Why they match data centers
Technically, a cluster of 4-8 SMRs sums to 1-2 GW. Exactly the size of a hyperscaler campus. The combined footprint stays under 20 acres, manageable within an industrial property. Passive safety enables flexible siting—the NRC is debating rules to shrink emergency planning zones from 10 miles to less than half a mile.
Economically, the SMR PPA structure resembles a solar+battery purchase: the hyperscaler signs a 20-year take-or-pay, the vendor finances against that contract, the bank accepts it because the customer's credit (Google, Amazon) is AA+. This is exactly the model that unlocked 200 GW of utility-scale solar in the past decade.
Operationally, nuclear is baseload. An AI data center runs 24/7 at >90% load factor. Solar+storage costs less per peak MWh but cannot cover 8,760 hours per year without massive overbuilding. An SMR can.
What still doesn't work
Three problems remain open.
Component supply chain. Heavy forgings for pressure vessels come today from Japan Steel Works, Sfar (China), Doosan (Korea). Western capacity is limited. Building 50 SMRs in the US by 2035 requires capacity that does not exist today.
Certification timelines. NuScale took 8 years for its NRC design certificate. Gen IV will need similar cycles. The 2028-2030 timelines vendors quote assume the NRC introduces accelerated licensing (Part 53), currently in public consultation.

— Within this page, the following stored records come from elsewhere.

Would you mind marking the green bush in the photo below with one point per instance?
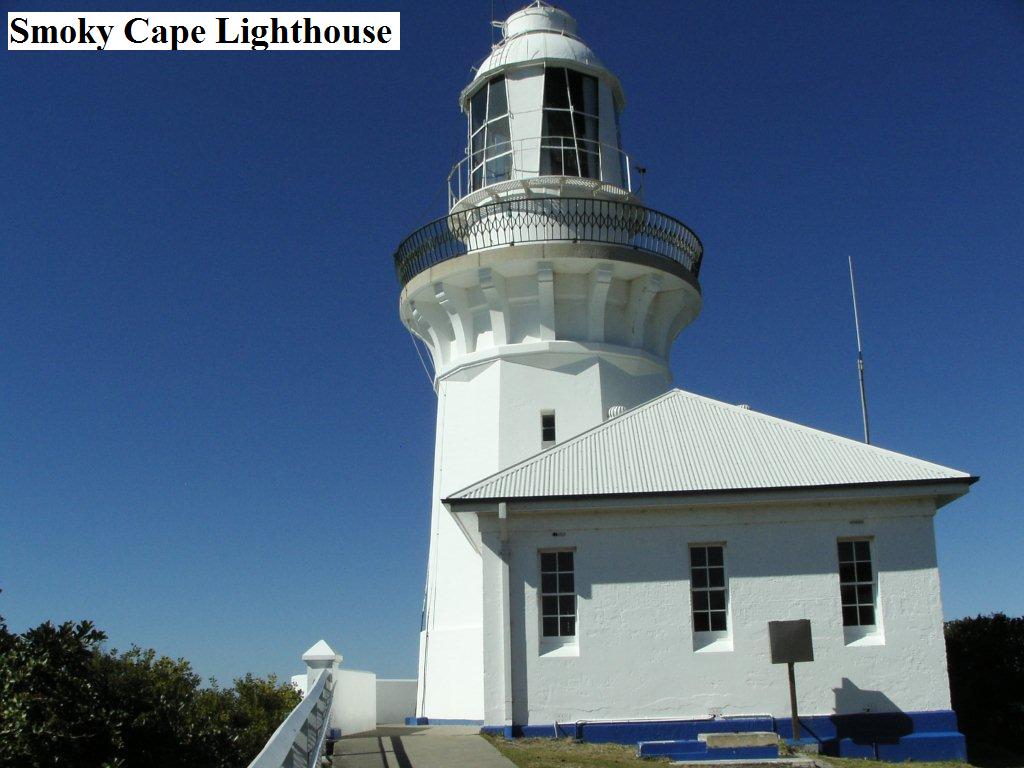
(986, 681)
(67, 701)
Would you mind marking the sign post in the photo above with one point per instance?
(791, 642)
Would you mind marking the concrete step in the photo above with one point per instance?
(701, 751)
(739, 738)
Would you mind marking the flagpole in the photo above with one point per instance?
(860, 355)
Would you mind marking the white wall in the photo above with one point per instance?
(354, 708)
(635, 654)
(488, 417)
(395, 700)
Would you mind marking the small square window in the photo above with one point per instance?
(856, 583)
(709, 592)
(558, 599)
(547, 429)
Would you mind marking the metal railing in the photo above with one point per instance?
(656, 236)
(576, 158)
(299, 740)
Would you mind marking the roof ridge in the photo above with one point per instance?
(798, 427)
(561, 446)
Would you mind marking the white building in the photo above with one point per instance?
(606, 550)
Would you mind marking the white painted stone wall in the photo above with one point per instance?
(488, 417)
(354, 707)
(635, 655)
(395, 700)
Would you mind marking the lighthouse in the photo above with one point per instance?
(549, 298)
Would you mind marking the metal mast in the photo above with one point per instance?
(860, 356)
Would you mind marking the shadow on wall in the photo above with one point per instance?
(868, 717)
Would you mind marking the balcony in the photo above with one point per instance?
(543, 160)
(645, 236)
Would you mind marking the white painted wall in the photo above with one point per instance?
(635, 655)
(354, 707)
(488, 417)
(395, 700)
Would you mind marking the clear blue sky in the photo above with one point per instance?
(215, 435)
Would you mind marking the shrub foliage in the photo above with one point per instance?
(65, 700)
(986, 679)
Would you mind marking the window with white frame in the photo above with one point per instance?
(558, 594)
(856, 583)
(708, 588)
(489, 137)
(570, 142)
(547, 429)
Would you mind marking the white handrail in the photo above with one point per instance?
(300, 738)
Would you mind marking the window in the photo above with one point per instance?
(569, 143)
(489, 139)
(557, 594)
(547, 429)
(708, 588)
(856, 583)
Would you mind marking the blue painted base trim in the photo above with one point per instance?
(441, 721)
(892, 736)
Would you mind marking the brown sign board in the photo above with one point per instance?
(791, 641)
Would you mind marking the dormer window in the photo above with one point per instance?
(547, 429)
(489, 139)
(570, 143)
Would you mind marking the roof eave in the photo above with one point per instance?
(944, 489)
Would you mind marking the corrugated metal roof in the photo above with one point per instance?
(681, 441)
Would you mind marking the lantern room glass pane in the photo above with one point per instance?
(478, 109)
(497, 100)
(570, 140)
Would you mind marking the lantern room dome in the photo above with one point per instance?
(541, 34)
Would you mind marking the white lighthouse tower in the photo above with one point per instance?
(549, 298)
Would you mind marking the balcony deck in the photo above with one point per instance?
(646, 236)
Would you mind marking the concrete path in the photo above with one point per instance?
(422, 747)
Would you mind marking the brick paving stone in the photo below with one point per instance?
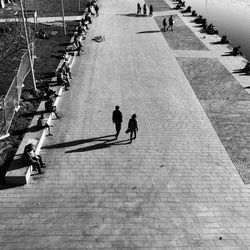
(174, 187)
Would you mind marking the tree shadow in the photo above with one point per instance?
(47, 75)
(33, 113)
(148, 31)
(218, 42)
(77, 142)
(103, 145)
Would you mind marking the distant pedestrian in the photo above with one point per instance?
(138, 8)
(144, 10)
(49, 107)
(164, 22)
(41, 124)
(79, 48)
(132, 127)
(151, 10)
(96, 9)
(171, 22)
(117, 120)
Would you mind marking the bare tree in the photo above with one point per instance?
(2, 4)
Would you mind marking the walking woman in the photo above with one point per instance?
(132, 126)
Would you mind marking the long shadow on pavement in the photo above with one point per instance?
(77, 142)
(148, 31)
(100, 146)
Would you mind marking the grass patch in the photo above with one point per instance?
(182, 38)
(48, 53)
(54, 8)
(226, 104)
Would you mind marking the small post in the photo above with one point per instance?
(28, 46)
(64, 26)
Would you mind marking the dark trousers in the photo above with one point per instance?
(131, 134)
(118, 128)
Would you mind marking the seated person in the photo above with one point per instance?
(31, 158)
(41, 123)
(79, 29)
(246, 69)
(194, 13)
(66, 64)
(59, 77)
(49, 107)
(79, 49)
(49, 92)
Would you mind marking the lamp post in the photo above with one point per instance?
(64, 27)
(28, 46)
(79, 6)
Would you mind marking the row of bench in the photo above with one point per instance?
(18, 173)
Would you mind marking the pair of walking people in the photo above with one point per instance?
(132, 124)
(170, 21)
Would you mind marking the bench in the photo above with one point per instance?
(19, 173)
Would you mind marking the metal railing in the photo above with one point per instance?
(10, 103)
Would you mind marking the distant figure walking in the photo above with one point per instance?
(96, 10)
(132, 127)
(138, 9)
(164, 23)
(117, 120)
(151, 10)
(171, 22)
(144, 10)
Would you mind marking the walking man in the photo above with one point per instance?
(171, 22)
(164, 22)
(132, 127)
(117, 120)
(151, 10)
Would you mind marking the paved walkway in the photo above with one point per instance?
(174, 187)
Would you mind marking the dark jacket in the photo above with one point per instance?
(117, 116)
(132, 125)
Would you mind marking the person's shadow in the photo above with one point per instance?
(105, 144)
(106, 141)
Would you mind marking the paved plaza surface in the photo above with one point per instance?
(173, 187)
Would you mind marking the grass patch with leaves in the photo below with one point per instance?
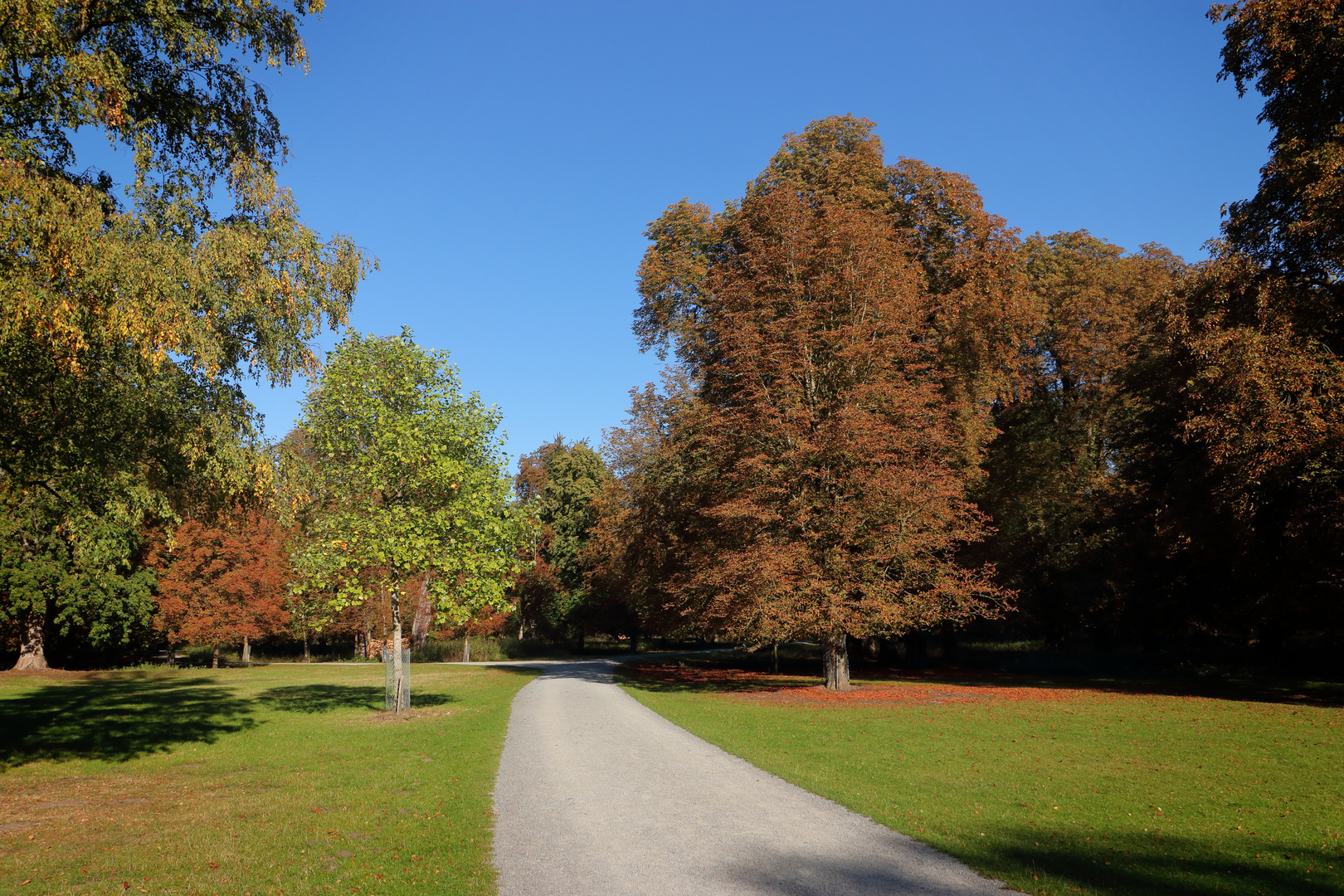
(1053, 790)
(264, 781)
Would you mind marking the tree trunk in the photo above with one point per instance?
(835, 659)
(424, 616)
(871, 649)
(32, 637)
(394, 594)
(949, 642)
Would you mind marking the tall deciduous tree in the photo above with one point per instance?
(410, 483)
(559, 481)
(1051, 473)
(223, 582)
(1238, 464)
(145, 309)
(830, 395)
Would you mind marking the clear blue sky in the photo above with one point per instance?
(503, 158)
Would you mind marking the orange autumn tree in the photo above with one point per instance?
(811, 480)
(223, 582)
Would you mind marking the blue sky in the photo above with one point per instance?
(502, 160)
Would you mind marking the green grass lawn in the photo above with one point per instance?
(277, 779)
(1050, 790)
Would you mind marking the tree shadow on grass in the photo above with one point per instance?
(117, 719)
(1170, 865)
(749, 672)
(312, 699)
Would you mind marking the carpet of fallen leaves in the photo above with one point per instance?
(739, 684)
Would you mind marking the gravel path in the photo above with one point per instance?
(598, 796)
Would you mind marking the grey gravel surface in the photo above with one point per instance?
(600, 796)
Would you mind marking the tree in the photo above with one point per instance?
(410, 483)
(827, 422)
(225, 582)
(1237, 462)
(559, 481)
(138, 319)
(1051, 472)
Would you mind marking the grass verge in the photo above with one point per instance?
(1053, 790)
(265, 781)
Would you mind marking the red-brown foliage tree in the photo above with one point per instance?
(817, 455)
(223, 582)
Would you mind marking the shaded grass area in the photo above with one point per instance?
(1058, 789)
(281, 779)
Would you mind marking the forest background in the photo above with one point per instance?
(1040, 434)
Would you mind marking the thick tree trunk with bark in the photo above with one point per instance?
(835, 659)
(32, 638)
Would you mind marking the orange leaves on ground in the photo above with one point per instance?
(802, 689)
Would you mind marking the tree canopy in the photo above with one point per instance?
(127, 321)
(407, 481)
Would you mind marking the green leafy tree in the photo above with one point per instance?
(1051, 475)
(125, 323)
(1235, 466)
(559, 481)
(410, 483)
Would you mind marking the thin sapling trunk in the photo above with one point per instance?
(396, 594)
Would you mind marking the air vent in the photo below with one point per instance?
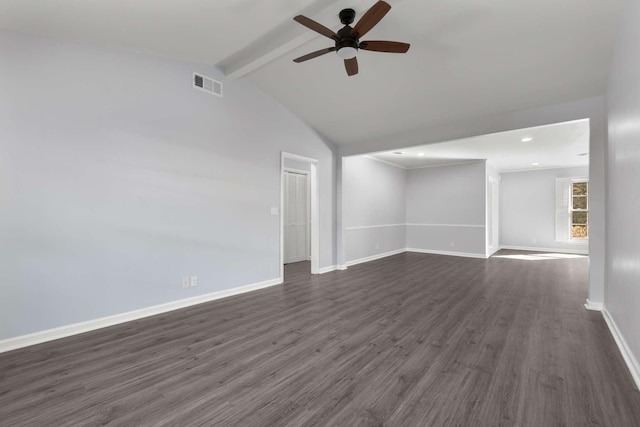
(207, 84)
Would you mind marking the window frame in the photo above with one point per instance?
(572, 209)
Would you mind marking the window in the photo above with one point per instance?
(572, 210)
(580, 209)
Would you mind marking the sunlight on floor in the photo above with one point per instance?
(541, 257)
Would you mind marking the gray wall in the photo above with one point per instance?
(117, 179)
(446, 209)
(528, 208)
(374, 207)
(622, 298)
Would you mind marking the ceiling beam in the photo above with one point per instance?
(287, 37)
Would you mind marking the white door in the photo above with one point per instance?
(296, 217)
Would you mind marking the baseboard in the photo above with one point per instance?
(535, 249)
(450, 253)
(374, 257)
(492, 251)
(328, 269)
(595, 306)
(103, 322)
(627, 355)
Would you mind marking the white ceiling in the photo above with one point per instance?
(558, 145)
(468, 58)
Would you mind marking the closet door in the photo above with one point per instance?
(296, 217)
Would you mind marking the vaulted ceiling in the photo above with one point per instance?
(468, 58)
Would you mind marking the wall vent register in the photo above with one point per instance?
(207, 84)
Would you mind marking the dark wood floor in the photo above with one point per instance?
(410, 340)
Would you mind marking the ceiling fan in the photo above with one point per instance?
(347, 40)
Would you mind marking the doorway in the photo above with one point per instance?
(297, 239)
(297, 231)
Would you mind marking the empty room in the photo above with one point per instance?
(321, 212)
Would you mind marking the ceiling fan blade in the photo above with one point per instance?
(385, 46)
(315, 54)
(371, 18)
(313, 25)
(351, 66)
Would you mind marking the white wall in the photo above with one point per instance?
(622, 273)
(374, 208)
(446, 209)
(528, 209)
(117, 179)
(493, 210)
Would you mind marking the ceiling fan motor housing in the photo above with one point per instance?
(346, 38)
(347, 16)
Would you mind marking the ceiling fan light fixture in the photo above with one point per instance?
(347, 52)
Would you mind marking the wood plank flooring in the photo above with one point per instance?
(409, 340)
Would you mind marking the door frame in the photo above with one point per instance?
(307, 202)
(314, 209)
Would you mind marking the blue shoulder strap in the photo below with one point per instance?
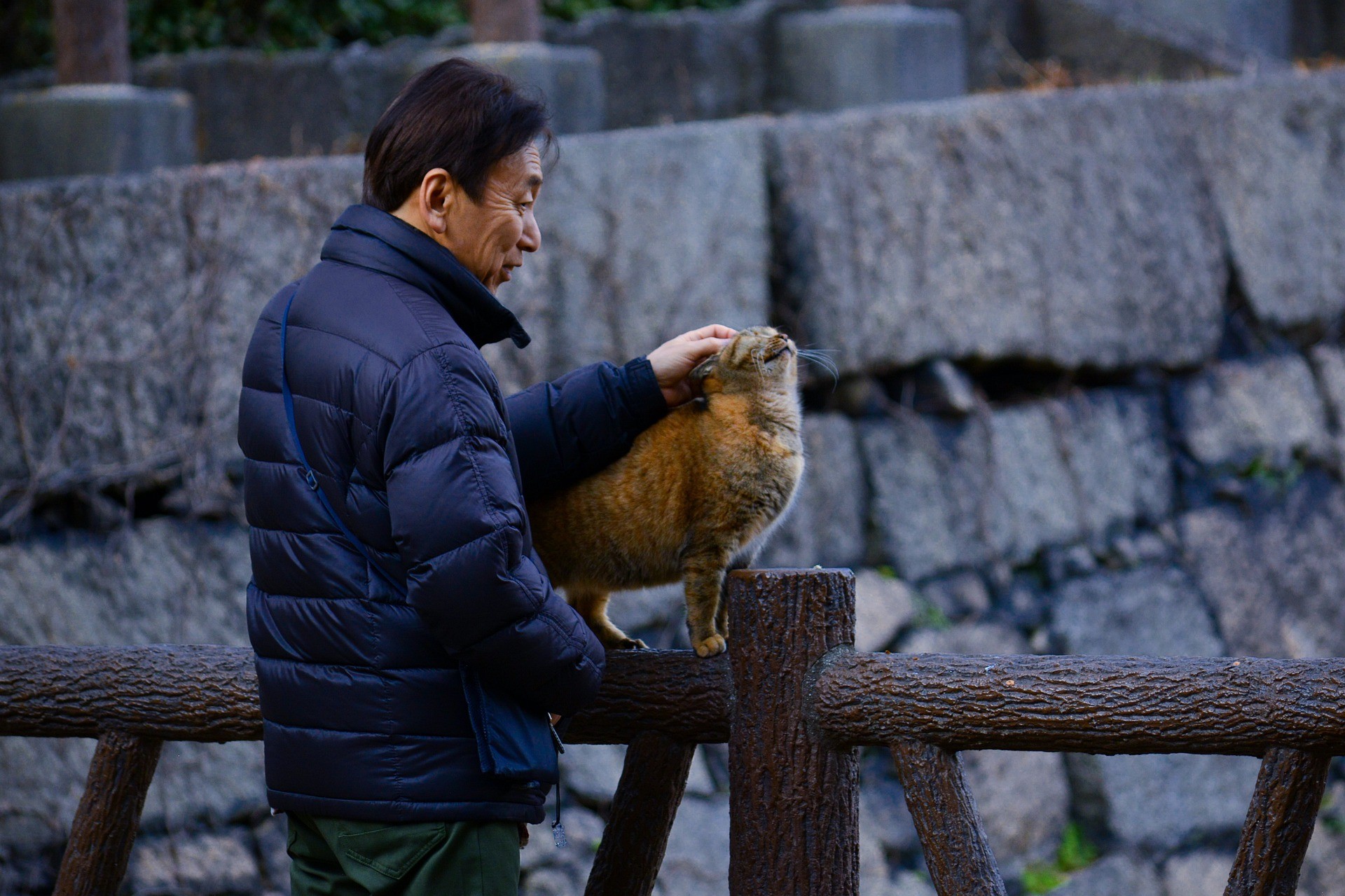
(311, 478)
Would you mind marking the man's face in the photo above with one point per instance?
(491, 236)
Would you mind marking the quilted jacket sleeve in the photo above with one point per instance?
(573, 427)
(459, 524)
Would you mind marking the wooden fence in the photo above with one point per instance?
(794, 701)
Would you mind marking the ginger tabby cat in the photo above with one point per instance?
(693, 497)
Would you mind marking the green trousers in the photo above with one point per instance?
(334, 857)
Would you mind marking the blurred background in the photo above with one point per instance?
(1079, 267)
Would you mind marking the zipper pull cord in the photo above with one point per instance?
(557, 829)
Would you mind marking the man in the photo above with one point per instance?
(406, 635)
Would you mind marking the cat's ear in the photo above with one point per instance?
(705, 369)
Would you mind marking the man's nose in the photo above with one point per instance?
(532, 238)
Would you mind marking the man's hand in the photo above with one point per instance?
(674, 359)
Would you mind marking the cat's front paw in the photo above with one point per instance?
(712, 646)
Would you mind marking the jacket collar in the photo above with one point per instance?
(370, 238)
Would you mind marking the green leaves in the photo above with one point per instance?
(1074, 853)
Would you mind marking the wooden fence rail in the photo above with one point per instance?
(794, 701)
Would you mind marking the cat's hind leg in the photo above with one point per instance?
(592, 607)
(703, 576)
(722, 615)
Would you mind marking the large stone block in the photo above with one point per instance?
(1007, 483)
(1112, 39)
(1143, 612)
(868, 55)
(1067, 228)
(644, 235)
(1199, 874)
(883, 607)
(1270, 150)
(93, 128)
(1274, 579)
(160, 581)
(1239, 411)
(826, 524)
(1115, 444)
(1152, 801)
(571, 78)
(1263, 26)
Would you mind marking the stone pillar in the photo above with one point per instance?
(93, 121)
(95, 128)
(868, 55)
(571, 78)
(506, 20)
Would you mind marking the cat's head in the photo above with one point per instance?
(755, 358)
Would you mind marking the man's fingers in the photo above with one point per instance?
(710, 331)
(705, 347)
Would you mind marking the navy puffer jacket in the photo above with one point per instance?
(406, 429)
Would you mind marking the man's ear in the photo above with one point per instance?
(437, 193)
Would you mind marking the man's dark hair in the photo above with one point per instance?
(457, 116)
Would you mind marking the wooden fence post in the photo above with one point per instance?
(794, 798)
(1279, 824)
(957, 850)
(92, 41)
(643, 808)
(108, 815)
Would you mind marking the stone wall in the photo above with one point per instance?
(1091, 403)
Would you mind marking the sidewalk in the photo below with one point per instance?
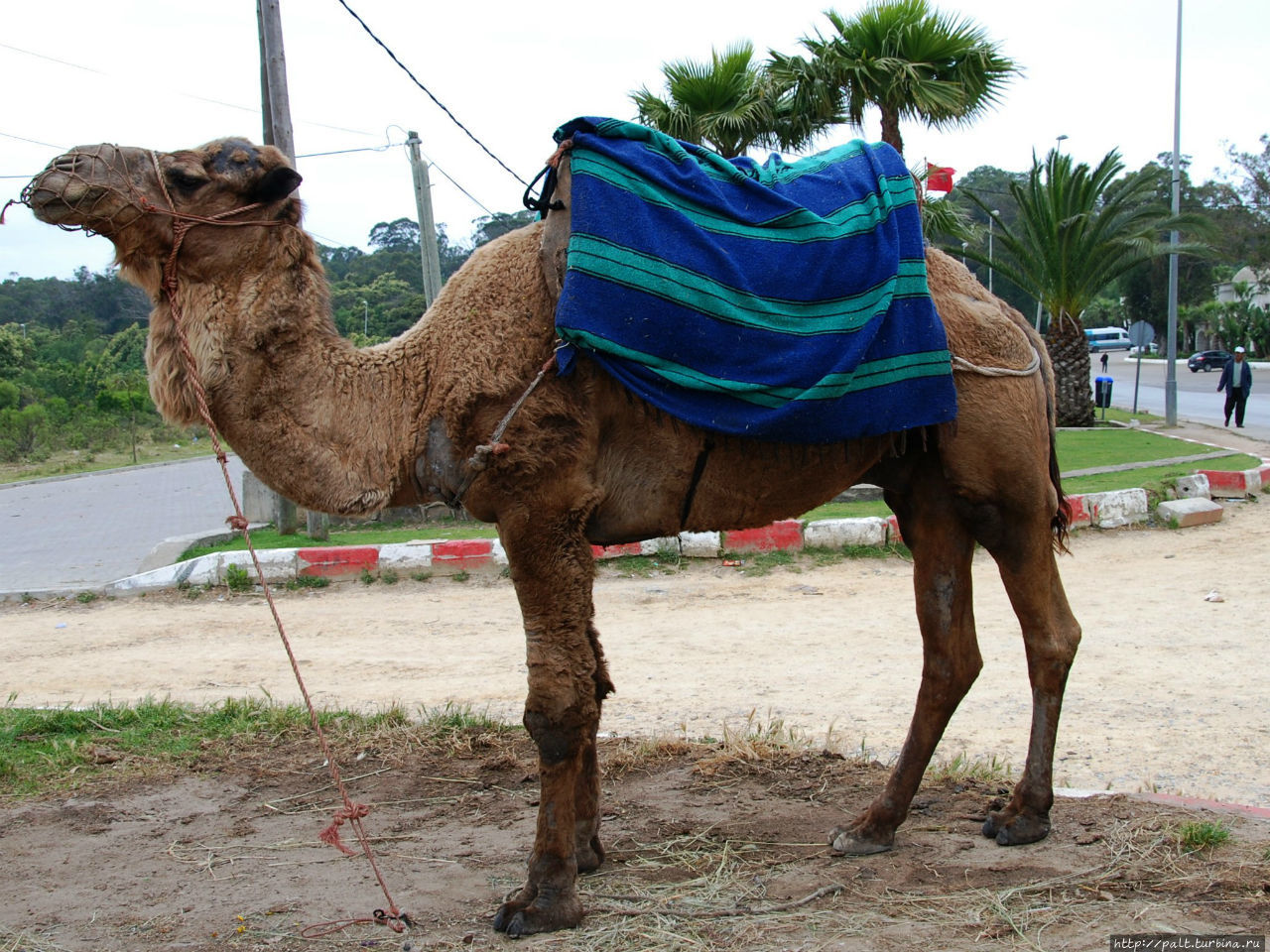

Public acceptance. In Italy, Newcleo will operate outside the country until at least 2032. In Germany, the nuclear phase-out is politically cemented. Even where acceptance is growing (US, UK, Poland, Czech Republic), local siting takes 3-5 years of permitting. Poland has signed Westinghouse AP1000 on the large side and GE Hitachi BWRX-300 on the modular side—a signal that even "easy" markets prefer hedging technology bets.
A note on Gen IV versus Gen III+. Designs like Kairos KP-FHR and TerraPower Natrium operate at 600-700°C, not 320°C as in a traditional PWR. This potentially opens cogeneration (hydrogen, process heat, district heating). For data centers, though, waste heat remains a byproduct: what counts are electric MW. The "integrated reactor-DC-molten salt campus" promises that some vendors make stay theoretical until we see the first deployment.
Realistic timing
No commercial SMR on the grid before 2028-2029. The first will likely be BWRX-300 at Darlington (Ontario), followed by Natrium at Kemmerer and RoPower in Romania. Real scale-up—dozens of units per year—is a 2032-2035 story.
Hyperscalers know this. That is why the PPAs signed in 2024 target 2030-2035 delivery, and meanwhile Microsoft, Google, and Amazon are extending contracts on existing reactors (Three Mile Island, Susquehanna, Diablo Canyon). SMRs are the Plan B for not depending on gas after 2030—not the solution for the training cluster being switched on next month.
Put differently: modular nuclear is coming. But "when" and "how much" will depend on the first FOAK that exits the construction site without 3x budget overruns. That site is today at Darlington. Worth watching.